Jane, our Bereaved Parent Support Coordinator, reflects on the difficulty of facing a new year without your child.

People who are bereaved know that certain dates are difficult – birthdays, Christmas, Mother’s or Father’s Day.

But one date which took us by surprise after we lost our son Ben was New Year’s Eve. I remember midnight on that first New Year’s Eve, when people turned to those they love to say, ‘Happy New Year!’ I turned to my husband and wept – how could it be a Happy New Year when Ben was not there to share it? Ben had been with us in 2003 but would not be there in 2004. As the new year began it felt like I was leaving him behind, somewhere in the past, and I really didn’t want to do that. I wanted to take him with me into the future, into whatever lay ahead. How could I leave him behind in 2003? The new year stretched ahead of me in its emptiness – a year without Ben in it. How could this new year possibly be ‘happy’?
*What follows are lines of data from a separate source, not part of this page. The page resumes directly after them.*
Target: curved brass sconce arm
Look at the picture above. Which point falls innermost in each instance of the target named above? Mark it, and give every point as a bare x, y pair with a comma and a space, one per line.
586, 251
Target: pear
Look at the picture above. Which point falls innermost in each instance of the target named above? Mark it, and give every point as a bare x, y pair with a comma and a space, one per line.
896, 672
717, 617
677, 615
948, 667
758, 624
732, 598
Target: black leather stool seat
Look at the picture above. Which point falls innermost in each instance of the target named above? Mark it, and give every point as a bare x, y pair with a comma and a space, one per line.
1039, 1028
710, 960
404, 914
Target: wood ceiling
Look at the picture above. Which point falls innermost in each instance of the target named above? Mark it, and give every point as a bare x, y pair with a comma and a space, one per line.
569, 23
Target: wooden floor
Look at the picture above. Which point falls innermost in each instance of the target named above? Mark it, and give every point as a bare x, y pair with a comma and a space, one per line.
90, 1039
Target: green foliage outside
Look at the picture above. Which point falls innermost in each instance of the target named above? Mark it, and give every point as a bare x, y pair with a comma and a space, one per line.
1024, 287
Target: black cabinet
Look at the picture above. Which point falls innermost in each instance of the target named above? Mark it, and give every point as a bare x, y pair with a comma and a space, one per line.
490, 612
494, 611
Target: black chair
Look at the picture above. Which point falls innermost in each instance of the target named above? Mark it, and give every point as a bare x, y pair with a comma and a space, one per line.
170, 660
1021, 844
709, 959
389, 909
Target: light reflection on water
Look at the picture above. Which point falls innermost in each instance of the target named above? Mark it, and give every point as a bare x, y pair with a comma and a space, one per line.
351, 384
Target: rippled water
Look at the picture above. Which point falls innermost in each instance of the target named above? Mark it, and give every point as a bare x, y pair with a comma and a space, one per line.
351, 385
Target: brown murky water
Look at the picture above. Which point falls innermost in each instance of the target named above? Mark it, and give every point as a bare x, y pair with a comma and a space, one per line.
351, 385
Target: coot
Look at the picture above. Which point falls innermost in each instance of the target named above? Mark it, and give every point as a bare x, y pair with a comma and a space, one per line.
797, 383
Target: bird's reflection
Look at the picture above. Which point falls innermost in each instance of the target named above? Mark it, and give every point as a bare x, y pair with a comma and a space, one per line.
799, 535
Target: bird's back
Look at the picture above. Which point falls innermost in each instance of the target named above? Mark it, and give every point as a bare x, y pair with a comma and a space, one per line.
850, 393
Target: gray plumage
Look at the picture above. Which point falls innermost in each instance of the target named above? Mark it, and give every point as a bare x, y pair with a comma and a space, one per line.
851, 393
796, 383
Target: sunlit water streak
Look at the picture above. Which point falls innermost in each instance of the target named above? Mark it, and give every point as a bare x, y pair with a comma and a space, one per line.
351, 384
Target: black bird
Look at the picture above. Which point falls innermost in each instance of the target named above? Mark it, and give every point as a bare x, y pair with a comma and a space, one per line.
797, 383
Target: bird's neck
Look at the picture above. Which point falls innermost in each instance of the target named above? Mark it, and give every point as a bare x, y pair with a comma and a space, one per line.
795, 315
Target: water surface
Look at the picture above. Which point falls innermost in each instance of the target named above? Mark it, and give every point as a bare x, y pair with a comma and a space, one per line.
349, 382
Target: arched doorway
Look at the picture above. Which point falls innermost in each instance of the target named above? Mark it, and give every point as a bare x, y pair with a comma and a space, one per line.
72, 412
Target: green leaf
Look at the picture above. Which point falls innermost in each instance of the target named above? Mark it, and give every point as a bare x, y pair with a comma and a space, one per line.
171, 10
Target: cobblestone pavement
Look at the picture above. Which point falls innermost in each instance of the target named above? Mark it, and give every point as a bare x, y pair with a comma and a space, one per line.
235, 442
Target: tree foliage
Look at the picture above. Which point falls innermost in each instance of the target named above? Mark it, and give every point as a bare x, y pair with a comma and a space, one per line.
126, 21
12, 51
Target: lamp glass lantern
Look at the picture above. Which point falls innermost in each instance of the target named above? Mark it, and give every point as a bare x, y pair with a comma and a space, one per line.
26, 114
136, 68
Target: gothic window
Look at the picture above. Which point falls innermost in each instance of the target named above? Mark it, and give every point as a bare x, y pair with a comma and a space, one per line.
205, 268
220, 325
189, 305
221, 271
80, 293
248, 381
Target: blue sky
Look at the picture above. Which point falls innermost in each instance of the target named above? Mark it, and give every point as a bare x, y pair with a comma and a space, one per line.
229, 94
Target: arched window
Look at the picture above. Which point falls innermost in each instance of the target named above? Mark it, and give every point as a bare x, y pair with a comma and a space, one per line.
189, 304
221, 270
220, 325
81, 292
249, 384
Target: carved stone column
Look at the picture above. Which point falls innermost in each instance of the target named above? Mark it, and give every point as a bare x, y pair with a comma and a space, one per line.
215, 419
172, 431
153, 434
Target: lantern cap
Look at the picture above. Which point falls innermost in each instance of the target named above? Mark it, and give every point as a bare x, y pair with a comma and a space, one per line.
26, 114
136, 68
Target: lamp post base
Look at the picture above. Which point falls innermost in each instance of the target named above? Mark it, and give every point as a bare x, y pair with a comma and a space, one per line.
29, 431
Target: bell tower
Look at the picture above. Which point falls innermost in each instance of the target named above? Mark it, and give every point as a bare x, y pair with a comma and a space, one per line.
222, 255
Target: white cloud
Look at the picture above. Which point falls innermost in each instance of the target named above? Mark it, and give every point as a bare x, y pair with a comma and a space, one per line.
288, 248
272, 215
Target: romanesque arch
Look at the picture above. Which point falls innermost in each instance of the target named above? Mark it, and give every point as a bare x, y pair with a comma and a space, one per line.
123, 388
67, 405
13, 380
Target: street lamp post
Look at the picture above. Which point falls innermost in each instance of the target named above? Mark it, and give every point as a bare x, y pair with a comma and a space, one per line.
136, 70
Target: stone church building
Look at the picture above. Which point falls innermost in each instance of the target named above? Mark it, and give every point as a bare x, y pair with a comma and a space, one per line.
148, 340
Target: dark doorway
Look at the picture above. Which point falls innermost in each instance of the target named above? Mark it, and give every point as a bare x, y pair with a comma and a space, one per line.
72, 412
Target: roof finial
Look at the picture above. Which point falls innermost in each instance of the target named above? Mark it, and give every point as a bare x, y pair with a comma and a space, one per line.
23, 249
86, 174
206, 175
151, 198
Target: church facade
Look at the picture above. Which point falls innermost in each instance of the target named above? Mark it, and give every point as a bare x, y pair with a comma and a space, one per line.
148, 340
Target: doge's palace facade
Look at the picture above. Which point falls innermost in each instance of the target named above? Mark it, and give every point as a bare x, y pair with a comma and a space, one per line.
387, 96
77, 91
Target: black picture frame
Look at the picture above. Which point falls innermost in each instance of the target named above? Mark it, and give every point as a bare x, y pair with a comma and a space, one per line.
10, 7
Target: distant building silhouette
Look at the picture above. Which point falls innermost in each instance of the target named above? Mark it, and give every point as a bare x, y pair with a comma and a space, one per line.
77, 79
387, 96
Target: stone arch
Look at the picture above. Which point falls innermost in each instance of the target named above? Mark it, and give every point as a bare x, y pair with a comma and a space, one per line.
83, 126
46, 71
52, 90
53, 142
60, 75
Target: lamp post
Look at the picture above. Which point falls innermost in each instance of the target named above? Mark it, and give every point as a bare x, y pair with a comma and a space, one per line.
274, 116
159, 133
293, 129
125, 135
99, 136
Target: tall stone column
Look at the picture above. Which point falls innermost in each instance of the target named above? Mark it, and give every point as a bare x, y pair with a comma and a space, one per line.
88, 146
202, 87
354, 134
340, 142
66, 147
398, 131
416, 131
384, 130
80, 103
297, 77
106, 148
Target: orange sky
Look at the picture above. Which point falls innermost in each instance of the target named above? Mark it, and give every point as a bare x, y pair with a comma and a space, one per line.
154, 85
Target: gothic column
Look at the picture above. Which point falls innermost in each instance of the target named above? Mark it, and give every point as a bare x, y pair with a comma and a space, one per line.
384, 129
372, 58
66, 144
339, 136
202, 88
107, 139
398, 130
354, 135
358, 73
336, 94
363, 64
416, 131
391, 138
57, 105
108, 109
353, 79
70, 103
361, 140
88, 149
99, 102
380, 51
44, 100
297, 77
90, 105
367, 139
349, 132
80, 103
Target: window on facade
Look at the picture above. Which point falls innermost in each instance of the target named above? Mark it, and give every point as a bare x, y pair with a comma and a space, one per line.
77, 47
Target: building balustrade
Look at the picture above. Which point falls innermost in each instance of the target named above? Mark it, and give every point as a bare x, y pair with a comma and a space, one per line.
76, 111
I think my fear of ‘leaving him behind’, which was very real, is a very common one after the loss of a child. People have sometimes said to me that they don’t want to stop feeling the pain of loss, because somehow not feeling the pain seems like leaving the child behind. But I don’t think it needs to be like this. It is possible to leave the acute pain of devastating loss while carrying our child forward with us into this coming new year and every year beyond. It doesn’t mean that we are leaving the loss behind; no, we are leaving the acute paralysing pain behind and carrying our loss forward in a different way. I think it means that our loss becomes a part of us instead of defining all of us – as we involve our child in our lives going forward and we find a new normal.

New Year’s Eve seems to be a transition moment – people make resolutions of change, deciding to leave the past behind and look forward instead, which is why it is so hard for the bereaved. We don’t want change, we want back what we had; we don’t want to leave the past and we don’t want to look forward as it is just too bleak and scary. These seem to combine to make New Year’s Eve a very tricky, and very long, day to negotiate as a bereaved parent.

We can however help ourselves with a few simple strategies. They won’t take away that pain or sense of panic but can help us to manage it:

  • Don’t put yourself under any pressure to celebrate the new year or to set yourself resolutions. Coping with life day by day is enough of a challenge.
  • Go to bed early rather than staying up till midnight; it’s just another day, after all.
  • If you do stay up to see in the New Year, choose carefully who you are with. Seek out those who can be trusted to respect and even share your sadness and take their lead from you.
  • Avoid using the words ‘Happy New Year’.
  • Give yourself permission to look after yourself in the new year, maybe by ring-fencing some time for self-care.
  • Book something in the diary which you can begin to look forward to – it could be as simple as coffee with a friend or as brave as a weekend away. You can always cancel if you don’t feel you can manage it, but having it in the diary can be a positive thing.
  • Reframe your thinking – you are not leaving them behind or getting over them but finding a place for them in your life going forward.

So how can we take our child forward with us into a new year? Everyone will do this differently, but one way is to continue to talk about them and include them in our conversations. If we as parents do this, then it gives other people permission to do so and it establishes a pattern for the future. It is so wonderful when someone else shares a memory of Ben, which I didn’t know before, just in their conversation. For me, talking about him casually and naturally is one of the best ways we take him forward with us. He is a part of our today, not just a part of our yesterday and will be part of our tomorrow as time goes on, from new year to new year.